1. In order to fight the growing problem of obesity among young people, Swedish law sets a limit on the amount of fat permitted in snack bars intended primarily for the youth market. It also requires that the packaging of all snack-bars should be in subdued colours so as not to be overly enticing or attractive to small children.
Günther, a snack-bar manufacturer based in Germany, has for many years sold his ‘Snick-Snack’ bars to the Swedish market but now finds that they contain twice the amount of permitted fat. He is willing to make some adjustments to his product to reduce the fat content to some extent but cannot reduce it to the extent required. Nor can he reduce it in time to meet the deadline set by Swedish law. He is concerned that he is going to lose a great deal of his sales and considers that the law is particularly unfair as it will work to the advantage of a number of Swedish manufacturers who have traditionally been making a low-fat snack which is well within the limits set by the new law.

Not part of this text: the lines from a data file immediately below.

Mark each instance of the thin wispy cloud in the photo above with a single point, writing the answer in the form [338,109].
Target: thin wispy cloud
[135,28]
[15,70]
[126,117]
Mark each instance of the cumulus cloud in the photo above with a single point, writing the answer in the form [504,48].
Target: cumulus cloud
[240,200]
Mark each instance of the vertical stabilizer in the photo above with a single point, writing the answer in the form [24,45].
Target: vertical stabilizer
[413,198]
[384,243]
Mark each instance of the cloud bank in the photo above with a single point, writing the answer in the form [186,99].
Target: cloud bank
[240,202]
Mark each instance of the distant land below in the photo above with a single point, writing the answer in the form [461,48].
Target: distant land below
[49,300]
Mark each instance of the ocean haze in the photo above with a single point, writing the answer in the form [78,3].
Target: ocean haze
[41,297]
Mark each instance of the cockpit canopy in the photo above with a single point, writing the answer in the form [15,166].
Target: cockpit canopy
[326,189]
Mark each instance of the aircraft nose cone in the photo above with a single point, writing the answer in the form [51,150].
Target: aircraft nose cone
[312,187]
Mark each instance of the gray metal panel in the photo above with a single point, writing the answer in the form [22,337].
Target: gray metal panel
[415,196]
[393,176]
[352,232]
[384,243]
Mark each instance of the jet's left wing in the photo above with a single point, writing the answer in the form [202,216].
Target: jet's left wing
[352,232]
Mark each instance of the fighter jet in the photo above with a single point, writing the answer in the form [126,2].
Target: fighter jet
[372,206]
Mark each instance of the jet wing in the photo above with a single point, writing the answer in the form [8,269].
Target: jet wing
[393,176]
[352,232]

In advising Gunther, the main issue to be discussed is whether the law which limits the amount of fats permitted in snack bars constitutes a non-fiscal barrier to the free movement of goods. The Treaty free movement of goods provisions apply to all products which ‘can be valued in money and which are capable as such of forming the subject of commercial transactions’ (authority).

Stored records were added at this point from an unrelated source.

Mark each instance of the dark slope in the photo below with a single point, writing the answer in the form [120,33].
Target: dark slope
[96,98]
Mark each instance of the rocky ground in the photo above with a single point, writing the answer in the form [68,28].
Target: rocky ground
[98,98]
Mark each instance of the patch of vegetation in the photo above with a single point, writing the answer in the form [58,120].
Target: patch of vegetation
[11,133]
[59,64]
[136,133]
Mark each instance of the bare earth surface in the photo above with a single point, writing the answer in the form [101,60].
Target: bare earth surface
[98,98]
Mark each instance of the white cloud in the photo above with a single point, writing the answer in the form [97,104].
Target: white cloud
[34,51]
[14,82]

As the court explained in Geddo, ‘the prohibition on quantitative restrictions covers measures which amount to a total or partial restraint of imports and exports’. On the facts it is clear that there is no rule restraining the imports of snack-bars but the fats content limitation rule may in fact constitute measures having equivalent effect to quantitative restrictions (MEQR) on imports.
In International Fruit, it was held that a national rule requiring import licences for the import of goods from other MS would amount to MEQR.